На том и простились.
«В конце концов, – думал Куражоблов, поднимаясь по трапу самолёта, – это очень хорошо, что по всему миру в нужных местах сидят наши люди. Кто-то ведь должен помогать движению позитивных процессов. И вообще…»
А Скрыбочкин, оставшись во дворце, погрузился в прежнее простодушное времяпрепровождение. Пообещав себе ни в чём более не затрудняться, он твёрдо придерживался избранной позиции, и был этим вполне доволен. Свою жизненную перспективу он представлял светлой и ясной, как привольная морская даль при безоблачной погоде. Или как колосящееся золотистыми хлебами широкое русское поле. И, представляя так, Скрыбочкин не видел ни единой причины, по которой он мог бы обмануться в своих ожиданиях.
Сумерки рассудка
– Что за праздник? – спросил у сотрудников вошедший в лабораторию профессор Зиновий Чмонов.
– У меня сегодня мать померла, – сообщил младший научный сотрудник Тарас Шашель, пошевелив стаканом с медицинским спиртом. – Утром телеграмму получил… Вот, отмечаем.
– Понятно, – профессор Чмонов налил себе полстакана. – Поздравляю. То есть, наоборот, конечно. Соболезную, в общем.
Все выпили.
– Как там новый подопытный? – поинтересовался профессор. – Живой пока?
– Не то слово, – погрустнел лаборант Максентий Бздлохматов. – Повышенной дозой сегодня его облучили, а эта зараза вместо жалоб на здоровье умудрился уборщицу чуть не отдрючить и литровый баллон спирта уворовать.
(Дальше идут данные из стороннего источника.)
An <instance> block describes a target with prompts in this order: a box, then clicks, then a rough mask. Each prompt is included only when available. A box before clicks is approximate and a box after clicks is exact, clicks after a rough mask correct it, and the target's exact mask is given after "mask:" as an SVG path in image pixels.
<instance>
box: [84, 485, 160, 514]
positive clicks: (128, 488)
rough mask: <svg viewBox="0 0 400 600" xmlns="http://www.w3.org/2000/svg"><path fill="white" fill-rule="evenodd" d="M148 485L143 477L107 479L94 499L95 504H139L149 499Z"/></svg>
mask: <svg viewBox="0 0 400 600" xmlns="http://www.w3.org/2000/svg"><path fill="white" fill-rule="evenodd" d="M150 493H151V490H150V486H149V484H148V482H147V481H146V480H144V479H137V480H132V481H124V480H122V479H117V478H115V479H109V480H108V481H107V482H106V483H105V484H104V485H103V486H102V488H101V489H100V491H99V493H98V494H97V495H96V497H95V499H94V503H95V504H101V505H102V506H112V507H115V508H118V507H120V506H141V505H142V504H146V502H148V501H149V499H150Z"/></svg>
Огорчённо крякнув, Чмонов налил себе ещё полстакана. Все последовали его примеру и снова выпили.
После этого они двинулись в помещение, где содержались подопытные. Здесь сидели в клетках нищие, прокажённые и бродяги – все в грязных лохмотьях, изъеденные микробами и антисанитарией… Дело в том, что описываемая лаборатория находилась в Пакистане и предназначалась для секретных опытов по воздействию радиации на человеческий организм. Подопытный материал добывался путём повальных облав среди городских трущоб, в нелегальных борделях, курильнях опиума и других злачных местах. Персонал лаборатории состоял исключительно из беглых российских учёных ввиду их неимоверной дешевизны.
Упомянутые учёные вошли в клетку к новенькому, который спал на вонявшей мочой подсыпке из опилок, храпя и пуская носом нетрезвые пузыри.
– А ну-ка! Вставай, вонючий энимал! – беззлобно пнул его сандалией лаборант Бздлохматов.
Новичок мгновенно схватился на ноги и, свирепо вращая глазными яблоками, расставил ноздри навстречу вошедшим:
– Хто такие? Предъявите документы! – хотел гаркнуть он; однако его голос от некондиционных жидкостей утратил напор и львиную часть прежних регистров, потому вышло нечто хриплое и слабовнушительное:
– Х-х-хто-ткие! Пр-р-р-дкнты!
Видимо, подопытный не удовлетворился произведённым впечатлением, ибо не замедлил для ясности обрушить нечеловеческий кулак на первого попавшегося; каковым оказался мэнээс Пантелей Отрыжко. Которого сотрудники торопливо выволокли в бессознательном состоянии, заперев за собой клетку; и, уворачиваясь от швыряемых в них изо всех клеток кусков засохшего дерьма, поспешно ретировались.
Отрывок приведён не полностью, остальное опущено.